Drug companies love talking the market talk, but they talk only half the story. New York State is a purchaser like any other, and in any well-functioning market, purchasers get to decide how much they’re willing to pay for things. But when it comes to states, drug companies complain about government price controls, even though the New York board — made up of clinical and economic experts, not budget cutters — only wants to pay a fair price for Orkambi.
During the board meeting, the Institute for Clinical and Economic Review, a nonprofit that assesses the value of prescription drugs, presented its report on Orkambi. ICER found that the drug’s list price amounts to $1.3 million per additional year of life it provides, or $900,000 if you take into account the improved quality of life Orkambi brings. Those numbers are more than four times the current benchmark for cancer drugs.
Oh, and those prevented hospitalizations? ICER found that the state had to spend about $326,000 on Orkambi to prevent each one of them. (Disclosure: ICER is in part funded by the Laura and John Arnold Foundation. My research is, as well. Our grants are unconnected.)
ICER proposed to New York a range of reasonable prices from $72,000 to $83,000 per year, and the board chose the upper end. That would be a 67 percent discount off the drug’s list price, and half what the state is currently paying (given its built-in Medicaid discounts).

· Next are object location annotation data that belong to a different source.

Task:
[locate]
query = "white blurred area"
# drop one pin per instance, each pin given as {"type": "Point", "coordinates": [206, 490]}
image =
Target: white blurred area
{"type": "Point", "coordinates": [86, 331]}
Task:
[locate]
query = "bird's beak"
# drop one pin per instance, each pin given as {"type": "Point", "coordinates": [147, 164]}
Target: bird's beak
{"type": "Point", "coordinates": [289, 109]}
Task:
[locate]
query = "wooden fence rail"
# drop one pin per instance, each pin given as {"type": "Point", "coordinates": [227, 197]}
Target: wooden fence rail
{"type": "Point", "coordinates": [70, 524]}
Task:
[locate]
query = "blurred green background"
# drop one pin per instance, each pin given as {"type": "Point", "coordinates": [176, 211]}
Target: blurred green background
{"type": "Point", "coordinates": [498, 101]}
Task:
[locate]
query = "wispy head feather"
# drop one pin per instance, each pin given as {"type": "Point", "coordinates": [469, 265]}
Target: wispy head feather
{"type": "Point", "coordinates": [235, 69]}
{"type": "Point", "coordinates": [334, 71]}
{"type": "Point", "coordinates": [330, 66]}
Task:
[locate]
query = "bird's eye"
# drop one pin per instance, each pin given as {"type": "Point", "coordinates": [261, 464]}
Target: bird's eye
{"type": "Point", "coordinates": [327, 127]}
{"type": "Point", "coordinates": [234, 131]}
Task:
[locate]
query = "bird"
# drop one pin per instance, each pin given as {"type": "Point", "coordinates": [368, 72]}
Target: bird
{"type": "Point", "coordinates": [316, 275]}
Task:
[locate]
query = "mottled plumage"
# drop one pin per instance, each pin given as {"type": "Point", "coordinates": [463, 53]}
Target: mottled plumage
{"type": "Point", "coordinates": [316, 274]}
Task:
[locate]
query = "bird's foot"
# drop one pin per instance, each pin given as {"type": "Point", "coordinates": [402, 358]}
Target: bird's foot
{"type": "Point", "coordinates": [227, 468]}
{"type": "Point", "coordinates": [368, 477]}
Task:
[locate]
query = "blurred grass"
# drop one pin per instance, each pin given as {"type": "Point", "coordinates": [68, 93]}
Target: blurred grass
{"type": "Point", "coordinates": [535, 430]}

The idea that a drug should carry a fair price is novel one in the U.S. Drugmakers have been able to charge whatever they want, and they call any alternative strategy rationing — sometimes sensationalized as “putting a price on a human life.” But a state measuring value for the dollar is not rationing, it’s rational.
As a society we should be thrilled to devote some of our shared resources to providing Orkambi to people it could help. But our shared goals extend beyond cystic fibrosis patients, to people who need housing and education and those who need other medical treatments. New York State has to make sure it can provide all of this. The first step is to pay a fair price.
This column does not necessarily reflect the opinion of the editorial board or Bloomberg LP and its owners.